Pour quelles raisons avoir opéré ce changement ?

Ce changement répond à une évolution des besoins du secteur. Jusqu'ici, notre offre de formation était surtout centrée sur les compétences liées aux Brevets de Maîtrise, ce qui limitait notre capacité à proposer d'autres thématiques pourtant très demandées par les entreprises artisanales. Avec la nouvelle organisation, le service Formation continue peut désormais développer des contenus directement ancrés dans la réalité du terrain : formations métiers spécifiques, modules interentreprises, ou encore projets plus pointus répondant aux appels d'offres du Fonds social européen.

Mais vous continuez à travailler avec vos partenaires historiques...

À ce niveau, rien ne change. Nos partenaires, notamment l'IFSB (Institut de Formation du Secteur du Bâtiment) et les Centres de Compétences Génie Technique/ Parachèvement, font un travail remarquable. Il ne s'agit pas de dupliquer leurs formations, mais bien de poursuivre notre collaboration tout en innovant pour répondre aux besoins actuels et ponctuels des entreprises artisanales. Cela passe par des workshops dédiés, par exemple, aux marchés publics, au recyclage ou au droit du travail, ainsi que par des formations plus longues animées par des experts de la Chambre des Métiers ou par des intervenants externes spécialisés. L'objectif premier est de permettre aux salariés de nos 7 grands secteurs (Alimentation, Mode, santé et hygiène, Mécanique, Construction, Communication, multimédia et spectacle, et Art et divers), qui englobent plus de 250 métiers, de monter en compétences grâce à des parcours dédiés, théoriques et pratiques, courts et longs, qui vont leur donner les moyens d'acquérir des compétences nouvelles ou nécessaires pour valoriser leur expertise actuelle ou prétendre à un poste de niveau plus élevé.

Votre secteur est composé majoritairement de petits artisans et de petites structures. Que leur dites-vous en ce début d'année ?

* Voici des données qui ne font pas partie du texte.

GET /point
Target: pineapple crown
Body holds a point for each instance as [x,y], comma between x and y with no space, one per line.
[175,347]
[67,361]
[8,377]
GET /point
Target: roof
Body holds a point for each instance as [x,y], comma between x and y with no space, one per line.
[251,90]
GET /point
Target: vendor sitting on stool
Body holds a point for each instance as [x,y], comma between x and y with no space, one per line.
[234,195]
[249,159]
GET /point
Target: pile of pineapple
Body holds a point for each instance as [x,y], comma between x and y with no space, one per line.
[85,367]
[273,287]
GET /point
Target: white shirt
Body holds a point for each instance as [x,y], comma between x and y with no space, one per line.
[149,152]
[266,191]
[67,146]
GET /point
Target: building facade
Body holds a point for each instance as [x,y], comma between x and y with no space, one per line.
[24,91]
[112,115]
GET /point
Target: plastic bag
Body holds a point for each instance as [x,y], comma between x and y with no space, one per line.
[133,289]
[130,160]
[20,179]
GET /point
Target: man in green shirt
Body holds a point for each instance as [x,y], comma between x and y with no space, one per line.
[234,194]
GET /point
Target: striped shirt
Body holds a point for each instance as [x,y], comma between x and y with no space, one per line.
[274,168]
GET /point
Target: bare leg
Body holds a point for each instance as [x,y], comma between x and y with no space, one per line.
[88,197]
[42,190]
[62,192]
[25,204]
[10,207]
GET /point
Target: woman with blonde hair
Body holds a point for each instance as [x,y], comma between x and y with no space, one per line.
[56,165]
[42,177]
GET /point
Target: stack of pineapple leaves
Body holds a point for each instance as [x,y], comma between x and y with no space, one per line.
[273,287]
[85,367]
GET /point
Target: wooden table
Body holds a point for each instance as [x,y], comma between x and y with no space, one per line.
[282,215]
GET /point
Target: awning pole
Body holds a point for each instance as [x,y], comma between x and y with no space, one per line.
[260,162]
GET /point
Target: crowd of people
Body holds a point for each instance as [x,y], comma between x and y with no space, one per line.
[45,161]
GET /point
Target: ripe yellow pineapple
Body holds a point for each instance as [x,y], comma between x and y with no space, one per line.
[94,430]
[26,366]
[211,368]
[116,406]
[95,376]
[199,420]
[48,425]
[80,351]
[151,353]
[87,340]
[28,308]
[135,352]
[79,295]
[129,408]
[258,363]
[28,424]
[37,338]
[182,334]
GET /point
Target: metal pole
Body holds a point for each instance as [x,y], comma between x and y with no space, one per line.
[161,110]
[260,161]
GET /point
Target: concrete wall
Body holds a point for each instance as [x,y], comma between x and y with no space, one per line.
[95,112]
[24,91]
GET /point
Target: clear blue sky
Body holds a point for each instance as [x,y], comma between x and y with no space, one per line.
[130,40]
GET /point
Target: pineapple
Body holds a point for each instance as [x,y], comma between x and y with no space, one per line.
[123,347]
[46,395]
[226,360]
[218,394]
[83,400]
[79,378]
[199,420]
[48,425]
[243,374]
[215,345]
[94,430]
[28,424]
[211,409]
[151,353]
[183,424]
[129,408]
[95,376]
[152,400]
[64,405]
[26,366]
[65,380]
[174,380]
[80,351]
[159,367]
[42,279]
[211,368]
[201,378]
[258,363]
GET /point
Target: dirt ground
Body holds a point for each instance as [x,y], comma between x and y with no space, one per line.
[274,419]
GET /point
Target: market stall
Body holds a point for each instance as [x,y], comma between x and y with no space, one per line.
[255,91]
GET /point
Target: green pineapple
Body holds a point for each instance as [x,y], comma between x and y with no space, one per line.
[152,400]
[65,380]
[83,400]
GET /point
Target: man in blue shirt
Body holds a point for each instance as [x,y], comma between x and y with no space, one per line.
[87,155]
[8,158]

Bien que l'artisanat conserve, à tort, une image traditionnelle dans l'esprit des gens, il est fortement impacté par les nouvelles techniques et technologies, qui ne cessent d'évoluer. Afin de pouvoir répondre aux attentes des consommateurs, qui évoluent elles aussi constamment, il est exigé de l'artisan et/ou de ses équipes des savoir-faire précis, une maîtrise des innovations techniques, digitales et environnementales. Il en va de la compétitivité du secteur et la formation en est l'axe principal. Etant donné que nous sommes en début d'année, nous les encourageons vivement à planifier leurs formations 2026 et à profiter du nouvel environnement que nous avons mis en place pour nous faire part de leurs besoins. Nous serons à leur écoute.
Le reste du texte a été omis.